I recall that in previous statements the developers have said that the ratings decline will be very small and much smaller than on the previous Making Fun / Goko platform. So I do not think this will be a concern.

wyxxyr

This was far and away the biggest reason I stopped playing on the other site. It was worse than having no ratings system at all, really.

*Makes ratings perpetually inaccurate as long as players' activity levels vary. (and thus uneven -- matches are more about active player vs. active, inactive vs. inactive than about skill).
*Difficult to want to resume playing after a break.
*Generally frustrating to have a measure of skill tied to a variable unrelated to skill.

The way to do this is to not change a rating, but simply remove inactive players from being displayed on leaderboards.

markus

If I understand correctly, the rating will only decline over time because of the standard deviation (phi) going up, but the expected value (mu) stays constant. I think it is fine to be conservative for the leaderboard and use the current rating, such that people with a high variance can't end up at the top.

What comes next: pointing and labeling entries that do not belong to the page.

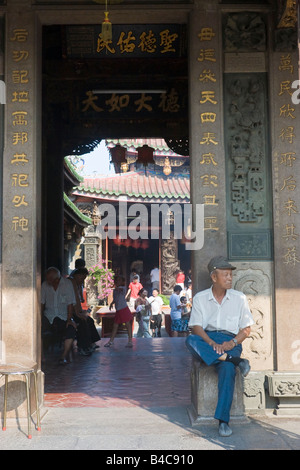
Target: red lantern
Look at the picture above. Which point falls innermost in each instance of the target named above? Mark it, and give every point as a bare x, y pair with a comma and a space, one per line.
136, 244
118, 154
127, 243
118, 241
145, 155
145, 244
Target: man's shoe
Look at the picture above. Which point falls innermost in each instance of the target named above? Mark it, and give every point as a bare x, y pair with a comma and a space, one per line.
244, 367
224, 430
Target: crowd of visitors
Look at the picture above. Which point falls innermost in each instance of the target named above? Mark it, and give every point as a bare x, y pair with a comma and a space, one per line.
66, 318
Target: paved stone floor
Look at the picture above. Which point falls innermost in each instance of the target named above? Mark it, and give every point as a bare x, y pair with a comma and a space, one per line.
155, 372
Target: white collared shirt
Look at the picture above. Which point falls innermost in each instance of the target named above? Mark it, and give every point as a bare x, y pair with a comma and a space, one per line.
233, 314
56, 301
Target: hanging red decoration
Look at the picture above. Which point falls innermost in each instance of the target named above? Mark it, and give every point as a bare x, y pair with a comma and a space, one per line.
145, 244
118, 241
118, 154
145, 155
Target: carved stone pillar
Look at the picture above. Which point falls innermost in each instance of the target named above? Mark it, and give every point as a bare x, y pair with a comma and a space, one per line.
169, 264
207, 160
92, 253
20, 318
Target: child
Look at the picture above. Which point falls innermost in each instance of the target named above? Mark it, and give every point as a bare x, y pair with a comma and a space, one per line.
185, 315
123, 314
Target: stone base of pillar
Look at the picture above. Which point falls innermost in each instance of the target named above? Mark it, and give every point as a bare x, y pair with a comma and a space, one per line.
17, 400
285, 386
204, 395
254, 393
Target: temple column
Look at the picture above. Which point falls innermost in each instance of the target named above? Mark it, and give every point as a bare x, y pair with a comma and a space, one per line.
285, 381
20, 320
207, 161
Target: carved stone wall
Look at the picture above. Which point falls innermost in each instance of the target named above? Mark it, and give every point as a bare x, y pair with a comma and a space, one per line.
169, 264
256, 283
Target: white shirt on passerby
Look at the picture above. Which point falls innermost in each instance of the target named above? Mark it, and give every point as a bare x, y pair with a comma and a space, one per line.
154, 275
231, 315
56, 301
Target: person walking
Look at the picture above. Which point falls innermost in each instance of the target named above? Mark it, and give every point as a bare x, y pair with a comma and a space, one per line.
156, 303
143, 311
123, 313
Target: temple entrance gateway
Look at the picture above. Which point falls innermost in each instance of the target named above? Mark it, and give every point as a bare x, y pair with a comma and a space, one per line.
236, 114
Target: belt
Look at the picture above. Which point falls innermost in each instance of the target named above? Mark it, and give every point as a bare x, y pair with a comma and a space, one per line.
221, 331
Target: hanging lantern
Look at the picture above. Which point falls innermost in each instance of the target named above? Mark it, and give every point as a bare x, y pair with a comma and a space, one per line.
167, 167
118, 154
118, 241
127, 243
136, 244
106, 31
124, 167
145, 155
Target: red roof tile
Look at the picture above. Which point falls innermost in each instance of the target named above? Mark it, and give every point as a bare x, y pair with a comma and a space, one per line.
137, 187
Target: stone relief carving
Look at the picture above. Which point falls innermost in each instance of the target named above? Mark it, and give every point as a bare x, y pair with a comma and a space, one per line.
246, 147
244, 32
284, 385
255, 284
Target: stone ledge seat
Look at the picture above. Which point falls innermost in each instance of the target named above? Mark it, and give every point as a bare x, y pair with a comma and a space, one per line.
204, 395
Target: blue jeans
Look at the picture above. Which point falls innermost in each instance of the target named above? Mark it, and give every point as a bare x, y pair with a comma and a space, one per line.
226, 370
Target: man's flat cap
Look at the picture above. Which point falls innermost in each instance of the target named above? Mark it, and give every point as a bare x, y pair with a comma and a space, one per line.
219, 262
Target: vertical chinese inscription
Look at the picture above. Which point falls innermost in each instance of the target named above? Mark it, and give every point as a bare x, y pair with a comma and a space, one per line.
19, 101
209, 101
286, 161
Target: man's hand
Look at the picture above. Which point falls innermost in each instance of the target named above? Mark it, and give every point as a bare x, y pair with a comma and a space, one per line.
222, 348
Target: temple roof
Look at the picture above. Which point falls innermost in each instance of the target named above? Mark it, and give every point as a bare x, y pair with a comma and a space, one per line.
159, 145
139, 186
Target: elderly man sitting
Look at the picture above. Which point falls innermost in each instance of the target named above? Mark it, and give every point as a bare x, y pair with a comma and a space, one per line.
58, 302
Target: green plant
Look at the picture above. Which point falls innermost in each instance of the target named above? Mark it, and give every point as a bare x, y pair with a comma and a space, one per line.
103, 277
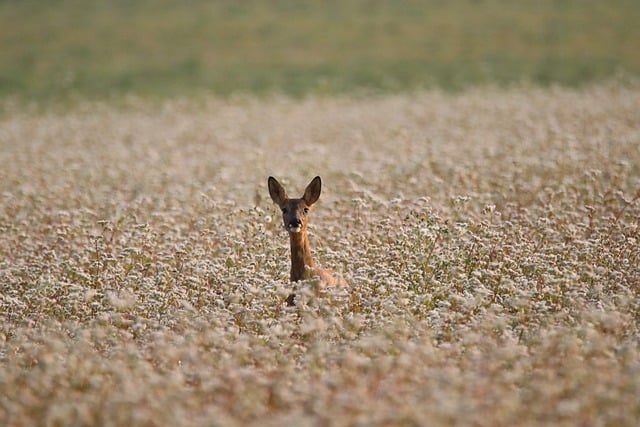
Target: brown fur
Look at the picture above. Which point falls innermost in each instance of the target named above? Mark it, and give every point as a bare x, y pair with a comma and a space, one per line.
295, 215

But what should matter for matching purposes is the best guess for the skill, which is mu instead of mu-2*phi. That way, even after some inactivity you'd get matched with similar people as before.

markus

I did some calculations and the rating decline due to higher phi is really not something to worry about too much: at the moment it will take around 2 months of not playing to lose 1 level (you can see that also from people not playing yesterday having a rating of 19.99 today).

After playing more and having a lower phi, that decline will be a bit faster, but it will still probably take you 3 weeks to lose 1 level.

What really matters more at the moment is that everyone who plays significantly reduces phi and therefore increases the level - winning ratio is less important. That's why I really think that matching should care more about mu than about mu-2*phi. Today, I wouldn't be matched with someone who hasn't played yesterday evening, but I could (hypothetically) get matched with people who lost 12/18 games.